Am I the Same Person as I Was Yesterday?

“Mathematical models, by their nature, are based on the past, and on the assumption that patterns will repeat.”

[Weapons of Math Destruction, Cathy O’neil]

We always promise ourselves, ‘I will be not the same person as I was yesterday’. But, can we do that? It is really hard to change our daily routine and we repeat the same mistakes over and over. Hence, we are so predictable.

Data-driven models are finding patterns from past (or nearly present) to predict future behaviors under the belief that history always repeats itself. Hence, the data-driven model uses our repeated patterns to enhance its prediction accuracy. So, we need a break from routines and to be an outlier so that the model cannot predict our future.

How to Make my Model Unspoiled?

“Without feedback, however, a statistical engine can continue spinning out faulty and damaging analysis while never learning mistakes.”

[Weapons of Math Destruction, Cathy O’neil]

To deal with a spoiled child effectively, parents (or teachers) should consistently observe their child. When they become rude, parents should give them feedback immediately and teach responsibility, appreciation, and respect about others.

Data-driven models also require the right feedback so that they update them in the right direction. To this end, data-driven models use their mistakes to adjust the model. However, this feedback loop commonly includes only one-side mistakes. For example, the AI HR-screening model has only data about the bad performance of chosen applicants. It cannot have data about the successful career of unchosen applicants.

What Ingredients Do We Need for Yummy Data Soup?

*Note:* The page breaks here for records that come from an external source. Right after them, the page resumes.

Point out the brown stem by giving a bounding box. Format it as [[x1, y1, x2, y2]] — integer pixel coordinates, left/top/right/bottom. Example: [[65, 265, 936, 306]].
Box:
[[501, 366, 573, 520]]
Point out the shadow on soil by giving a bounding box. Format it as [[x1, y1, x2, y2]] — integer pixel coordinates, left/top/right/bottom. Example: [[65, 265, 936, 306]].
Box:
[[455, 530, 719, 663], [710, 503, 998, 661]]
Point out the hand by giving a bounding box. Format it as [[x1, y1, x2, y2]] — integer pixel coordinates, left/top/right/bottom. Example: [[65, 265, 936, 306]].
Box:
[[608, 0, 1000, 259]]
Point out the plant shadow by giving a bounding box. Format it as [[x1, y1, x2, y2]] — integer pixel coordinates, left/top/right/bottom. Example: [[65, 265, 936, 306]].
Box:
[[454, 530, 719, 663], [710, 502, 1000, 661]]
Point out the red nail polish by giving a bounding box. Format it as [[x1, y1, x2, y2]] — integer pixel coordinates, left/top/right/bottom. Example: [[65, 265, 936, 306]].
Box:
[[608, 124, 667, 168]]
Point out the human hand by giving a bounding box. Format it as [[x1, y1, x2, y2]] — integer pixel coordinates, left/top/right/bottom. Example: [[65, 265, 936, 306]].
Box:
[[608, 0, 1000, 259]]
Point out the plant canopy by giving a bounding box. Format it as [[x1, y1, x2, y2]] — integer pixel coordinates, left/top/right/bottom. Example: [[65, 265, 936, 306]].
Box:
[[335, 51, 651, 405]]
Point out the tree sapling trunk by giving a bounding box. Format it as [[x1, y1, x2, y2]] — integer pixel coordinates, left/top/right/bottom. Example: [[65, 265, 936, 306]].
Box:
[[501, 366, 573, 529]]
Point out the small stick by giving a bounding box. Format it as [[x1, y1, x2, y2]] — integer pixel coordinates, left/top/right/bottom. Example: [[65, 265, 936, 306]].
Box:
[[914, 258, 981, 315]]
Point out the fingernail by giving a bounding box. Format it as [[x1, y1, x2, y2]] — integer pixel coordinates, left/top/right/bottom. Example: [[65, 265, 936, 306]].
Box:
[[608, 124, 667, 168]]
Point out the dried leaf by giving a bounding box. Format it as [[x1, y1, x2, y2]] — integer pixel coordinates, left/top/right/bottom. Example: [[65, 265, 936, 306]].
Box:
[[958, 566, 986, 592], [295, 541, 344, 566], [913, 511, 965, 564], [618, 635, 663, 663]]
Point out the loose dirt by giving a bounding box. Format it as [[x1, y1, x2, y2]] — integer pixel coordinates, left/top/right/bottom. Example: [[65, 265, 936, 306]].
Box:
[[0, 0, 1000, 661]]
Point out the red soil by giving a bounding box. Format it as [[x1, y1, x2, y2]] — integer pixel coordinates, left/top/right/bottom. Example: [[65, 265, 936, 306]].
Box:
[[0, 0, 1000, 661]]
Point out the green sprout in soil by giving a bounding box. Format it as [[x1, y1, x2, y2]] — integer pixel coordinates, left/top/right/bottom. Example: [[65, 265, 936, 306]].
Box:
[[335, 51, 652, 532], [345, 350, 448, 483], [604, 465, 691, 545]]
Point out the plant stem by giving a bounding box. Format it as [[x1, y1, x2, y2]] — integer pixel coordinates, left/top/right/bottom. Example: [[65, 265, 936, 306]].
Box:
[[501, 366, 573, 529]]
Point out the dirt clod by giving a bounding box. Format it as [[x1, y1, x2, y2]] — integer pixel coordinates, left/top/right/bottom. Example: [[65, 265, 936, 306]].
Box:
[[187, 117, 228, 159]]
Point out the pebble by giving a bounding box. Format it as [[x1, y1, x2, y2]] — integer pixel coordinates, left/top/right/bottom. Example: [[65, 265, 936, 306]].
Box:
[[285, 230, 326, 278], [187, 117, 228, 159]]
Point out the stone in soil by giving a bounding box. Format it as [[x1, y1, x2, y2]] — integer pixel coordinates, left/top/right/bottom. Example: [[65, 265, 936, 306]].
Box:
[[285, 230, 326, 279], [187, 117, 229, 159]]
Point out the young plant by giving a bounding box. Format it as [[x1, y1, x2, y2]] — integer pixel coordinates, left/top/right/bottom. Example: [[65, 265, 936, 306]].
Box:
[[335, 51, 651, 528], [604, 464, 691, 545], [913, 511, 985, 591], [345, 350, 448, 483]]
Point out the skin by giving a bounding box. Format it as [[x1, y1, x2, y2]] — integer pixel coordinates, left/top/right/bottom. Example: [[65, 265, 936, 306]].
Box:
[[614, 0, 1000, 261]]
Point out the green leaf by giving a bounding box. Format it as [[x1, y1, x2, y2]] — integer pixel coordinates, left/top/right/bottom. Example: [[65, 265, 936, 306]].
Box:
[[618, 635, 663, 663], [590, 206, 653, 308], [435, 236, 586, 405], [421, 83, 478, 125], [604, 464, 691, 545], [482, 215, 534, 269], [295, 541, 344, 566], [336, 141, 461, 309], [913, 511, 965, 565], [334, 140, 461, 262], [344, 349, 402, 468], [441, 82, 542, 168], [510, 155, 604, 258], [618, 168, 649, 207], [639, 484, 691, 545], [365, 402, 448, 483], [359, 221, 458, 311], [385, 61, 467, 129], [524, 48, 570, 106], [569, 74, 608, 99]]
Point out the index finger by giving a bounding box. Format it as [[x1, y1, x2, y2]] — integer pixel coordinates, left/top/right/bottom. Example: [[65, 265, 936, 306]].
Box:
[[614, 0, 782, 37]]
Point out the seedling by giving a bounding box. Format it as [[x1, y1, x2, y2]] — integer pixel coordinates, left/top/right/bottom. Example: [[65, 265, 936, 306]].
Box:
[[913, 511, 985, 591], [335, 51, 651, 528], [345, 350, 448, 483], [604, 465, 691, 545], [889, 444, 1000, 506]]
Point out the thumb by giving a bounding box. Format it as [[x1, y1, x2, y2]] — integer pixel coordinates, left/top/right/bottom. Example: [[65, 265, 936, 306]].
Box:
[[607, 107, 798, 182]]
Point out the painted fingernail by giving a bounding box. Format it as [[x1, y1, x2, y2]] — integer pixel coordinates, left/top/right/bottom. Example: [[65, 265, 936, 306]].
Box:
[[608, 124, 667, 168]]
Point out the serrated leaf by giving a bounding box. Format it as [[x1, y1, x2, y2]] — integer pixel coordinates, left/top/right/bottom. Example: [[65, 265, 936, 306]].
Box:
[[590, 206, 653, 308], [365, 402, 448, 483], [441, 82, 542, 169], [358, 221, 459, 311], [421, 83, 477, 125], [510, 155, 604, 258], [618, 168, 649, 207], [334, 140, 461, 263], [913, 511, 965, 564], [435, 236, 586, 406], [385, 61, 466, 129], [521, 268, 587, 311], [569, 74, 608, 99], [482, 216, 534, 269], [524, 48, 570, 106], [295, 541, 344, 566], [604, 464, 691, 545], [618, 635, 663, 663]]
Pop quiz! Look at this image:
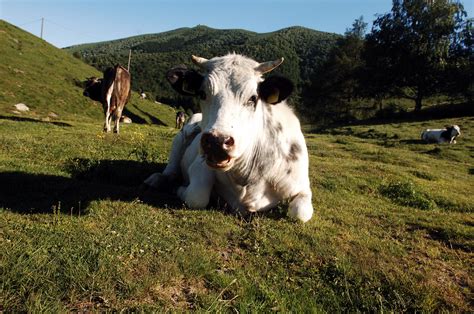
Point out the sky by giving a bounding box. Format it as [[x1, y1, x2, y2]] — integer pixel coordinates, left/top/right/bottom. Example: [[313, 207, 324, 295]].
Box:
[[0, 0, 474, 48]]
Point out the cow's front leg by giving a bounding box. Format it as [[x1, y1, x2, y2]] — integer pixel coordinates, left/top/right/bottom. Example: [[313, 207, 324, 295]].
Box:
[[288, 191, 313, 222], [104, 110, 112, 132], [143, 123, 201, 189], [114, 108, 122, 134], [178, 156, 215, 209]]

“To create a model, then, we make choices about what’s important enough to include, simplifying the world into a toy version that can be easily understood.”

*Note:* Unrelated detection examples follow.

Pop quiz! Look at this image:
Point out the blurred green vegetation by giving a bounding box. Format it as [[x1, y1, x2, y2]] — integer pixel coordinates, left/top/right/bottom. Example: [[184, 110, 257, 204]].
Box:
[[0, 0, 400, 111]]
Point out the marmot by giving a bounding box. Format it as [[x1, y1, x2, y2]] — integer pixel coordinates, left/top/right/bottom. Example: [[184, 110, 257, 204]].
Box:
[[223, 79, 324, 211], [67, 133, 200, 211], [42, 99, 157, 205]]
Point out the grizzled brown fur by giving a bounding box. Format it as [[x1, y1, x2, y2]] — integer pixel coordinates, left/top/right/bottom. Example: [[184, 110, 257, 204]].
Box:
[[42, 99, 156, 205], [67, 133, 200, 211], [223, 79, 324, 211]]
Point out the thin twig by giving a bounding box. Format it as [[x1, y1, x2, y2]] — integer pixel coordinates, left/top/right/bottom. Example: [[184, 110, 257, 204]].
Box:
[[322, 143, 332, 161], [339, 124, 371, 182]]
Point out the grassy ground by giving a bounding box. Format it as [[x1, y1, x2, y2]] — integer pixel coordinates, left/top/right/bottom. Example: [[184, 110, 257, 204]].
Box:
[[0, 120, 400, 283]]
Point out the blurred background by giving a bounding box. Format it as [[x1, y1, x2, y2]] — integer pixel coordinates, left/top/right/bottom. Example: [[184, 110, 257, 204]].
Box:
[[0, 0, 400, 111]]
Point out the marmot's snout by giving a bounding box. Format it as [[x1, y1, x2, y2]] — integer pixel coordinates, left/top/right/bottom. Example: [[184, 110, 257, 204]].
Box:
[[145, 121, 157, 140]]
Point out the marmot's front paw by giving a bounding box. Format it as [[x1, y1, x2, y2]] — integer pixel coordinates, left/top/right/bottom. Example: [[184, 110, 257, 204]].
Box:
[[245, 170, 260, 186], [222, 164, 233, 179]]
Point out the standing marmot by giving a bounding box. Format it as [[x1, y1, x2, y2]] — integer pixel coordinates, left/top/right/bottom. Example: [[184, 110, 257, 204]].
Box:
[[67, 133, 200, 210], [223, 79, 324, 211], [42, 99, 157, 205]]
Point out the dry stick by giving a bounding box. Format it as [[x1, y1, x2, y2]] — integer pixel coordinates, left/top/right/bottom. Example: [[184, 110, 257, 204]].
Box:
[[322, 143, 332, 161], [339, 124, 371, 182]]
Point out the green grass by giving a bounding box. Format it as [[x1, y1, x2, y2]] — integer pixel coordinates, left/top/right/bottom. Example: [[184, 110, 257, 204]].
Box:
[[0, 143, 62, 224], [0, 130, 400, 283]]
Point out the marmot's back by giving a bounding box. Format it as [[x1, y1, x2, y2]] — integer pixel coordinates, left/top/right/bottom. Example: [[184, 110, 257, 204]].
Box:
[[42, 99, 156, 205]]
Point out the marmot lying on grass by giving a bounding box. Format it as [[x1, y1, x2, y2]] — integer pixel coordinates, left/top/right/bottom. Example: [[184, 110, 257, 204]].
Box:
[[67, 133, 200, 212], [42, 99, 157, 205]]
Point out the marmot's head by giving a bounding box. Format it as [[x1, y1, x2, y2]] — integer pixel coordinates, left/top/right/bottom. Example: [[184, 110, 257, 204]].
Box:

[Weapons of Math Destruction, Cathy O’neil]

Imagine you make chicken soup for dinner. What ingredients do you need for delicious soup? Chicken absolutely and maybe celery and onion and more; it depends on your mother’s recipe. Organic ingredients will be much better for your health.

Successful data-driven models commonly require enough important data. However, we do not know which data is important so we just put all the data into the model. Fortunately, a data-driven model may know what data is salient among all these data (via feature selection or dimensionality reduction) and make the own recipe. Also, unbiased (like organic) data will be much better for the accurate model.